Der Therapeut sollte zusammen mit dem Patienten adäquate Bewältigungsstrategien erarbeiten:

  • Einsatz angemessener Belohnungen
  • Emotionsregulationsstrategien
  • Selbstfürsorge, Entspannungstechniken (für den Alltag)
  • Genusstraining (vom „Vielesser“ zum Feinschmecker)
  • Förderung angemessener Konfliktbewältigungsstrategien und funktionalen Beziehungsverhaltens (Gespräche, Übungen)
  • Stimuluskontrolltechniken: Halten Sie Ihre Patienten dazu an, kleinere Teller zu verwenden! Man wird beim Essen von einem kleineren Teller eher satt als von einem großen, wenn jeder Teller die gleiche Essensmenge enthält.
  • Wichtig ist auch das Konzept der flexiblen Kontrolle: Der Patient sollte sich keine strikten Gebote und Verbote (z. B.: „Ich trinke nie mehr Bier“ oder „Ich esse jeden Tag Gemüse und Kartoffeln“) auferlegen, sondern stattdessen lieber mit einer flexiblen Kontrolle arbeiten: „Ich versuche, im Monat mit zehn Flaschen Bier auszukommen“ bzw. „In der nächsten Woche esse ich jeweils fünf Portionen Gemüse und Kartoffeln“.
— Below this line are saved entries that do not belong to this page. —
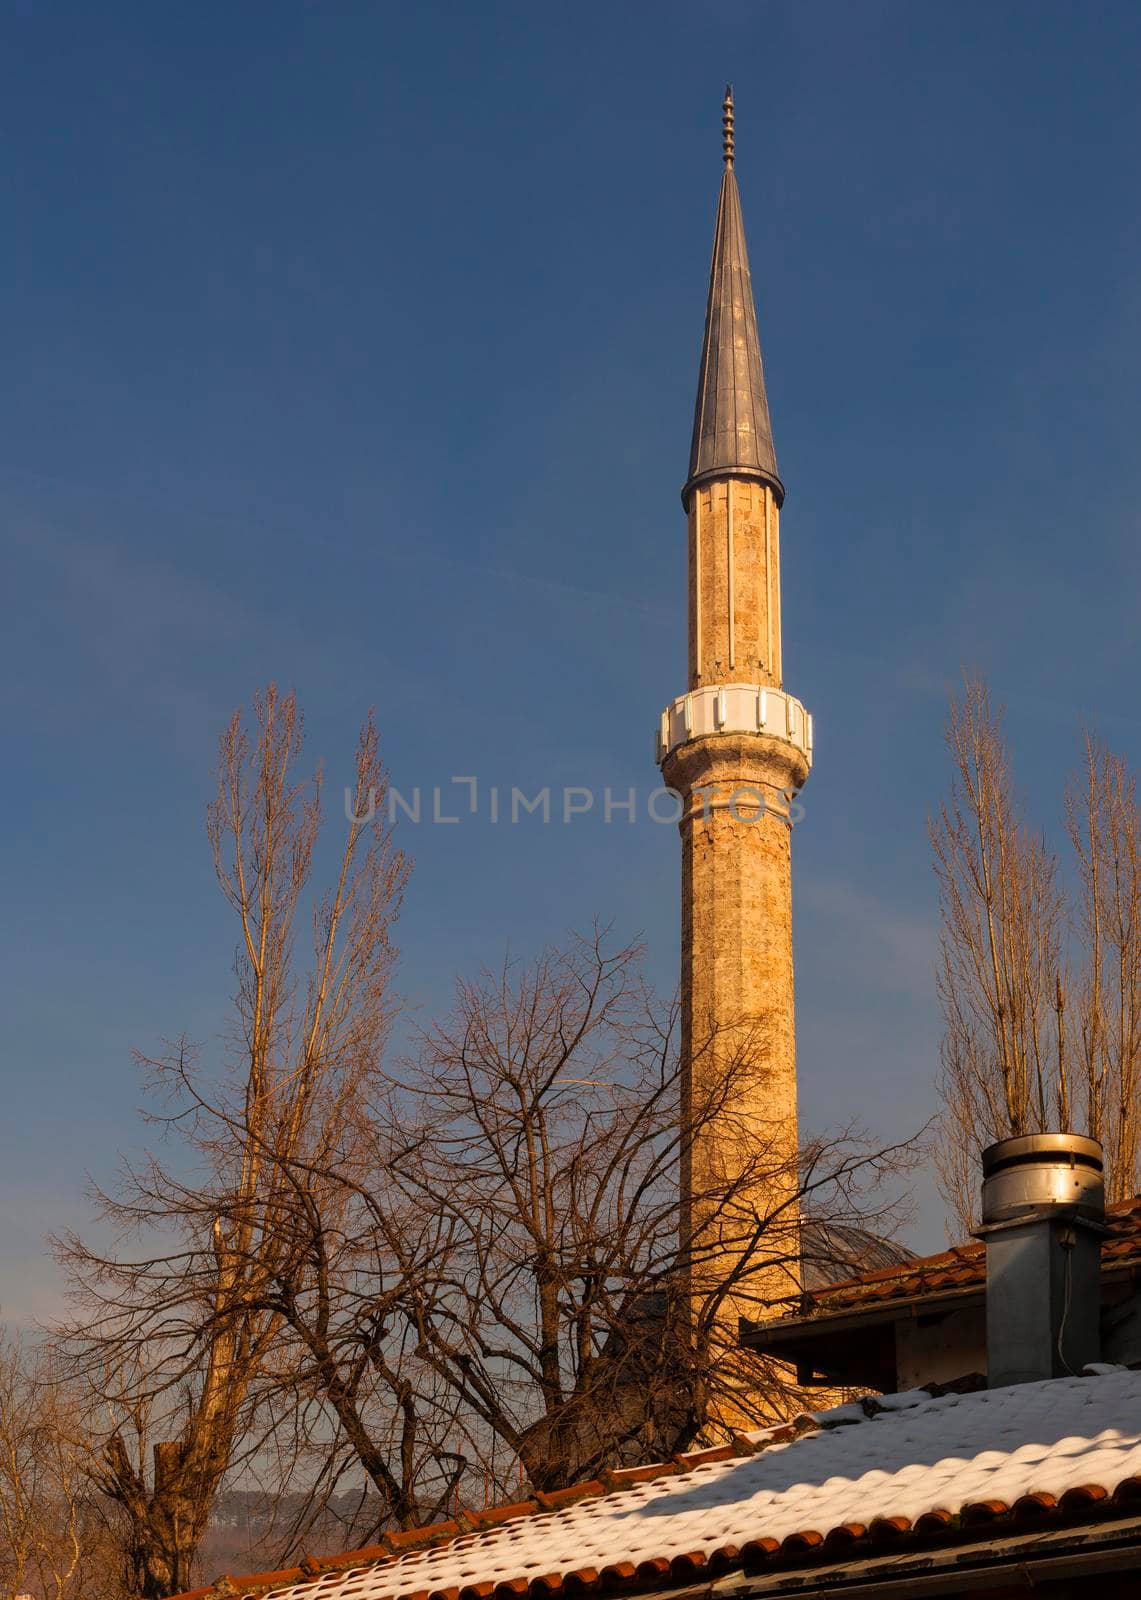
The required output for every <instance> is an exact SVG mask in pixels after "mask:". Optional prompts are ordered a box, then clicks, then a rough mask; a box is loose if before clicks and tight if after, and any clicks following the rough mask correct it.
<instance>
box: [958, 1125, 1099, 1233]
mask: <svg viewBox="0 0 1141 1600" xmlns="http://www.w3.org/2000/svg"><path fill="white" fill-rule="evenodd" d="M1063 1208H1066V1210H1067V1211H1069V1213H1071V1214H1074V1216H1080V1218H1087V1219H1088V1221H1091V1222H1103V1221H1104V1216H1106V1190H1104V1178H1103V1162H1101V1146H1099V1144H1098V1141H1096V1139H1087V1138H1083V1136H1082V1134H1080V1133H1024V1134H1019V1136H1018V1138H1013V1139H1000V1141H999V1142H997V1144H991V1146H987V1149H986V1150H983V1226H984V1229H986V1227H991V1226H992V1224H995V1222H1015V1221H1019V1219H1026V1221H1029V1219H1031V1218H1032V1216H1039V1218H1040V1216H1043V1214H1045V1216H1048V1214H1050V1213H1055V1214H1059V1213H1061V1211H1063Z"/></svg>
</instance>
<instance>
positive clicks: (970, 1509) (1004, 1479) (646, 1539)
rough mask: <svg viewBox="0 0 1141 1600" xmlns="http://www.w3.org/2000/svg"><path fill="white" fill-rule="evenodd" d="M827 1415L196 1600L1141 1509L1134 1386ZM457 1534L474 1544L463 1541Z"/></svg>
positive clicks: (625, 1567)
mask: <svg viewBox="0 0 1141 1600" xmlns="http://www.w3.org/2000/svg"><path fill="white" fill-rule="evenodd" d="M839 1410H840V1408H835V1411H834V1418H832V1421H829V1414H827V1413H821V1416H819V1418H818V1419H816V1421H815V1422H808V1421H805V1422H803V1424H802V1426H800V1427H797V1429H789V1427H783V1429H770V1430H762V1432H757V1434H751V1435H744V1437H743V1445H744V1446H746V1451H747V1453H746V1454H727V1453H725V1450H717V1451H695V1453H691V1454H690V1456H683V1458H679V1459H677V1461H672V1462H663V1466H661V1467H659V1469H635V1470H634V1472H624V1474H618V1472H616V1474H610V1475H608V1480H610V1485H611V1486H610V1488H608V1486H607V1485H603V1483H591V1485H589V1486H586V1485H584V1486H581V1490H579V1491H565V1493H560V1494H558V1496H542V1498H539V1496H536V1499H534V1501H522V1502H520V1504H517V1506H510V1507H499V1509H498V1510H496V1512H491V1514H470V1512H469V1514H464V1515H462V1518H461V1520H458V1522H446V1523H435V1525H434V1526H430V1528H422V1530H416V1533H414V1534H413V1536H405V1534H390V1536H387V1538H386V1539H384V1542H382V1544H381V1546H371V1547H368V1549H366V1550H355V1552H347V1554H344V1555H339V1557H334V1558H333V1560H330V1562H312V1560H306V1562H304V1563H302V1566H301V1568H291V1570H286V1571H282V1573H261V1574H256V1576H254V1578H248V1579H240V1581H237V1582H234V1581H232V1579H230V1581H229V1582H230V1584H232V1586H234V1587H232V1590H222V1589H213V1590H211V1589H205V1590H195V1595H197V1600H208V1597H210V1595H211V1594H221V1592H234V1594H237V1595H242V1597H248V1595H262V1597H266V1600H269V1597H277V1600H547V1597H550V1595H557V1594H558V1592H560V1590H566V1592H570V1594H576V1595H586V1594H591V1592H595V1590H600V1589H602V1590H613V1589H623V1587H661V1586H675V1584H680V1582H688V1581H690V1579H695V1578H712V1576H717V1574H719V1573H723V1571H728V1570H731V1568H733V1566H744V1568H746V1571H757V1570H759V1568H763V1566H765V1565H767V1563H768V1562H771V1560H773V1558H781V1560H784V1558H789V1557H791V1555H797V1558H799V1560H813V1562H829V1560H834V1562H835V1560H847V1558H851V1555H853V1552H855V1550H858V1549H859V1547H861V1546H863V1544H866V1546H867V1547H869V1549H875V1547H882V1546H885V1544H890V1546H901V1547H903V1544H904V1541H911V1542H915V1541H925V1542H927V1546H930V1544H931V1542H936V1541H938V1542H947V1541H955V1539H971V1538H987V1536H991V1531H992V1530H994V1528H995V1526H1002V1525H1042V1523H1045V1522H1051V1520H1056V1518H1064V1520H1066V1518H1067V1520H1071V1522H1074V1520H1079V1518H1085V1520H1088V1518H1091V1517H1106V1515H1109V1517H1112V1515H1125V1514H1130V1512H1136V1507H1138V1504H1141V1373H1133V1371H1125V1370H1120V1368H1117V1370H1112V1371H1103V1373H1099V1374H1098V1376H1090V1378H1064V1379H1053V1381H1050V1382H1040V1384H1019V1386H1015V1387H1011V1389H991V1390H981V1392H975V1394H944V1395H939V1397H936V1398H933V1397H930V1395H925V1394H923V1392H922V1390H915V1392H911V1394H907V1395H896V1397H891V1395H888V1397H880V1398H879V1400H877V1402H875V1403H874V1405H872V1403H869V1406H867V1413H866V1414H864V1413H861V1416H863V1419H859V1421H853V1419H851V1418H847V1416H845V1418H843V1419H842V1418H840V1416H839ZM843 1410H847V1408H843ZM856 1410H859V1408H856ZM778 1435H779V1437H778ZM683 1462H685V1466H683ZM583 1490H586V1493H583ZM544 1499H546V1501H549V1502H557V1504H555V1506H554V1507H550V1506H544V1504H542V1501H544ZM949 1506H954V1507H959V1510H951V1509H947V1507H949ZM461 1522H462V1525H466V1526H467V1528H469V1530H470V1528H477V1530H478V1531H467V1533H461ZM397 1552H400V1554H397ZM318 1574H320V1576H318ZM182 1600H192V1597H189V1595H187V1597H182Z"/></svg>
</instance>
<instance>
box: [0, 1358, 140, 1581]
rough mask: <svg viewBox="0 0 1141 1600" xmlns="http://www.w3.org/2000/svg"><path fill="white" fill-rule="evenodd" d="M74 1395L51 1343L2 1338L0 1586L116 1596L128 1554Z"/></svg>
mask: <svg viewBox="0 0 1141 1600" xmlns="http://www.w3.org/2000/svg"><path fill="white" fill-rule="evenodd" d="M88 1467H90V1461H88V1445H86V1437H85V1432H83V1427H82V1418H80V1408H78V1405H77V1403H75V1395H74V1392H72V1390H70V1389H69V1387H67V1386H66V1384H61V1382H59V1381H58V1379H56V1376H54V1374H53V1371H51V1366H50V1362H48V1358H46V1352H45V1350H43V1349H35V1347H32V1349H27V1347H22V1346H21V1344H19V1342H18V1341H14V1339H6V1341H3V1344H0V1586H2V1587H3V1592H5V1594H8V1595H16V1594H24V1592H27V1594H35V1595H37V1597H42V1600H115V1597H117V1594H118V1584H117V1568H118V1552H117V1549H115V1536H114V1530H112V1526H109V1523H107V1520H106V1518H104V1517H102V1515H101V1507H99V1506H98V1504H96V1496H94V1493H93V1488H91V1480H90V1474H88Z"/></svg>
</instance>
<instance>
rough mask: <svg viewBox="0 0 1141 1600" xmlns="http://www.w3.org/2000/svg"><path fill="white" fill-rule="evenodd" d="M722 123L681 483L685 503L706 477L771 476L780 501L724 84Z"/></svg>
mask: <svg viewBox="0 0 1141 1600" xmlns="http://www.w3.org/2000/svg"><path fill="white" fill-rule="evenodd" d="M723 125H725V146H723V149H725V176H723V178H722V194H720V200H719V205H717V230H715V234H714V262H712V267H711V272H709V306H707V309H706V338H704V344H703V347H701V373H699V376H698V403H696V408H695V416H693V446H691V450H690V477H688V478H687V483H685V488H683V490H682V501H683V502H685V504H688V501H690V491H691V490H693V488H695V486H696V485H698V483H701V482H706V480H709V478H723V477H739V478H759V480H760V482H762V483H768V485H770V486H771V488H773V491H775V494H776V502H778V506H779V504H781V501H783V499H784V485H783V483H781V478H779V475H778V470H776V451H775V450H773V424H771V421H770V418H768V397H767V395H765V368H763V365H762V360H760V338H759V336H757V309H755V306H754V302H752V280H751V277H749V253H747V250H746V243H744V221H743V218H741V195H739V194H738V187H736V174H735V171H733V90H731V88H728V90H727V91H725V109H723Z"/></svg>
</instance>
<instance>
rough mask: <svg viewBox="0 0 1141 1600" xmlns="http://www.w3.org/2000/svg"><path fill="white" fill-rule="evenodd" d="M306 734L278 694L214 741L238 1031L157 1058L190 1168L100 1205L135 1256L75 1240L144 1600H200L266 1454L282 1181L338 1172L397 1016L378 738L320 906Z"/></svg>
mask: <svg viewBox="0 0 1141 1600" xmlns="http://www.w3.org/2000/svg"><path fill="white" fill-rule="evenodd" d="M301 731H302V730H301V712H299V709H298V704H296V699H294V696H293V694H280V693H278V691H277V690H275V688H272V686H270V688H269V690H267V691H266V693H264V694H259V696H258V698H256V699H254V706H253V726H251V730H250V731H248V726H246V722H245V718H243V715H242V714H240V712H237V714H235V715H234V718H232V722H230V725H229V728H227V731H226V734H224V736H222V739H221V746H219V765H218V794H216V798H214V802H213V805H211V806H210V813H208V835H210V843H211V850H213V856H214V866H216V870H218V882H219V885H221V888H222V893H224V896H226V899H227V902H229V904H230V907H232V910H234V914H235V918H237V923H238V949H237V960H235V973H237V992H235V997H234V1026H232V1030H230V1037H229V1040H227V1048H226V1051H224V1059H222V1061H221V1066H219V1069H216V1072H214V1074H203V1072H202V1070H200V1069H198V1064H197V1062H195V1058H194V1051H190V1050H189V1046H187V1045H186V1043H182V1045H178V1046H176V1048H174V1050H171V1051H170V1053H166V1054H165V1056H162V1058H158V1059H146V1061H144V1066H146V1067H147V1070H149V1074H150V1078H152V1085H154V1086H155V1088H157V1090H158V1091H160V1094H162V1096H163V1102H162V1109H160V1110H158V1112H155V1114H154V1120H155V1122H158V1123H160V1125H162V1126H163V1128H165V1130H166V1131H168V1133H173V1134H174V1136H176V1141H178V1154H176V1158H174V1160H173V1162H166V1163H163V1162H160V1160H158V1158H157V1157H149V1158H147V1160H146V1162H144V1163H141V1165H138V1166H133V1168H128V1171H126V1173H125V1176H123V1181H122V1182H120V1186H118V1187H117V1189H115V1190H112V1192H99V1194H98V1202H99V1208H101V1213H102V1218H104V1221H106V1222H109V1224H110V1226H112V1227H114V1229H115V1232H117V1234H118V1237H120V1238H122V1242H123V1245H128V1243H131V1242H134V1245H136V1248H134V1251H133V1253H128V1251H126V1250H125V1248H123V1250H118V1251H115V1253H110V1254H109V1253H104V1251H99V1250H96V1248H94V1246H88V1245H86V1243H83V1242H82V1240H80V1238H77V1237H69V1238H66V1240H64V1242H62V1243H61V1253H62V1258H64V1261H66V1264H67V1266H69V1269H70V1272H72V1274H74V1280H75V1286H77V1294H78V1301H80V1312H78V1315H77V1317H75V1320H74V1322H72V1323H70V1325H69V1326H67V1328H64V1330H61V1331H62V1341H64V1347H66V1349H67V1350H69V1354H70V1362H72V1370H74V1371H77V1373H83V1374H85V1376H86V1379H88V1381H90V1384H91V1386H93V1392H94V1398H96V1402H98V1410H96V1411H93V1416H96V1418H101V1416H102V1418H110V1421H109V1422H107V1424H106V1427H104V1432H106V1438H104V1458H102V1469H101V1477H99V1482H101V1486H102V1488H104V1491H106V1494H107V1496H109V1498H110V1499H112V1501H114V1502H115V1504H117V1506H118V1507H122V1512H123V1515H125V1518H126V1523H128V1528H130V1541H128V1542H130V1560H131V1568H133V1592H134V1594H138V1595H142V1597H158V1595H166V1594H171V1592H174V1590H178V1589H184V1587H187V1584H189V1582H190V1581H192V1565H194V1554H195V1549H197V1546H198V1542H200V1539H202V1536H203V1531H205V1526H206V1518H208V1515H210V1507H211V1504H213V1499H214V1494H216V1493H218V1488H219V1485H221V1483H222V1480H224V1477H226V1474H227V1472H229V1470H230V1469H232V1467H234V1466H235V1464H238V1462H242V1461H253V1459H256V1458H258V1451H259V1450H261V1448H264V1437H262V1435H259V1432H258V1421H256V1405H258V1400H259V1394H261V1384H262V1378H264V1374H267V1373H269V1371H270V1370H272V1363H274V1360H275V1350H277V1341H278V1338H280V1330H282V1320H283V1314H282V1309H280V1304H275V1302H272V1296H270V1293H269V1286H270V1285H272V1282H274V1277H275V1274H277V1272H278V1270H280V1264H282V1261H283V1258H285V1256H288V1253H290V1251H291V1250H293V1243H294V1242H293V1235H291V1234H290V1229H288V1226H283V1222H285V1219H288V1216H290V1208H291V1206H293V1203H294V1194H293V1190H291V1187H290V1186H288V1184H286V1181H285V1174H286V1173H288V1171H290V1166H291V1163H298V1162H302V1160H314V1162H317V1163H318V1165H328V1163H330V1162H333V1160H334V1158H336V1154H338V1150H339V1149H341V1147H342V1144H344V1142H346V1139H350V1133H349V1131H347V1130H350V1128H352V1125H354V1118H355V1115H357V1102H358V1096H360V1093H362V1083H363V1082H366V1080H368V1077H370V1075H371V1074H374V1072H376V1070H378V1066H379V1061H381V1054H382V1050H384V1045H386V1040H387V1034H389V1027H390V1021H392V1010H394V1006H392V998H390V973H392V963H394V947H392V942H390V928H392V922H394V917H395V914H397V909H398V904H400V896H402V891H403V885H405V878H406V864H405V861H403V858H402V856H400V853H398V851H397V850H395V848H394V845H392V840H390V835H389V832H387V829H386V826H384V811H386V806H384V795H386V774H384V770H382V766H381V760H379V750H378V739H376V730H374V726H373V723H371V720H370V722H368V723H366V725H365V728H363V731H362V736H360V744H358V749H357V770H355V790H354V803H352V818H354V819H352V821H350V822H349V827H347V837H346V842H344V846H342V851H341V858H339V864H338V866H336V870H334V878H333V886H331V888H330V890H328V891H326V893H325V894H314V891H312V872H314V858H315V850H317V843H318V835H320V827H322V779H320V773H317V774H315V776H314V778H312V779H310V781H304V779H301V778H299V776H298V763H299V755H301ZM306 910H309V912H310V922H312V946H310V954H309V958H307V960H306V962H302V960H299V958H298V957H296V952H294V938H296V930H298V922H299V918H301V917H302V915H304V912H306ZM203 1085H205V1086H203Z"/></svg>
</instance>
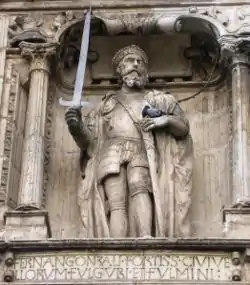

  • Einen hohen Stellenwert nimmt auch die Reflexion dysfunktionaler Kognitionen ein (z. B.: „Wenn ich erst mal angefangen habe zu essen, ist doch sowieso schon alles egal…“ oder „Diabetes tut ja nicht weh, kann also auch keine ernsthafte Krankheit sein“).
  • Stattdessen sollte man gemeinsam mit dem Patienten neue Bewältigungsstrategien erarbeiten und alternative Verhaltensweisen implementieren (Wie könnte ich mich entspannen?, Was könnte ich tun, wenn ich mich ärgere?, Wie könnte ich mich bei Erfolg belohnen?, Was möchte ich tun, wenn mir langweilig ist?).
  • Ferner muss an einer Erhöhung des Selbstwertgefühls des Patienten gearbeitet werden (Übergewicht und Essstörungen sind häufig mit Scham verbunden), und der Therapeut sollte auch darauf achten, ob der Patient an einer Körperschemastörung leidet.
  • Im Rahmen eines sozialen Kompetenztrainings lernt der Patient, Nein zu sagen und sich gegenüber anderen abzugrenzen, z. B. wenn er bei sozialen Anlässen zum Essen genötigt wird.

Als nächster Schritt muss am Ziel der Gewichtsstabilisierung gearbeitet werden. Hierbei spielen Maßnahmen wie Misserfolgsprophylaxe, Rückfallprävention und Schaffung eines sozialen Unterstützungsnetzes eine wichtige Rolle. Der Therapeut erarbeitet mit dem Patienten langfristige Gewichtsmanagementstrategien, Zukunftsvisionen und einen Lebensplan.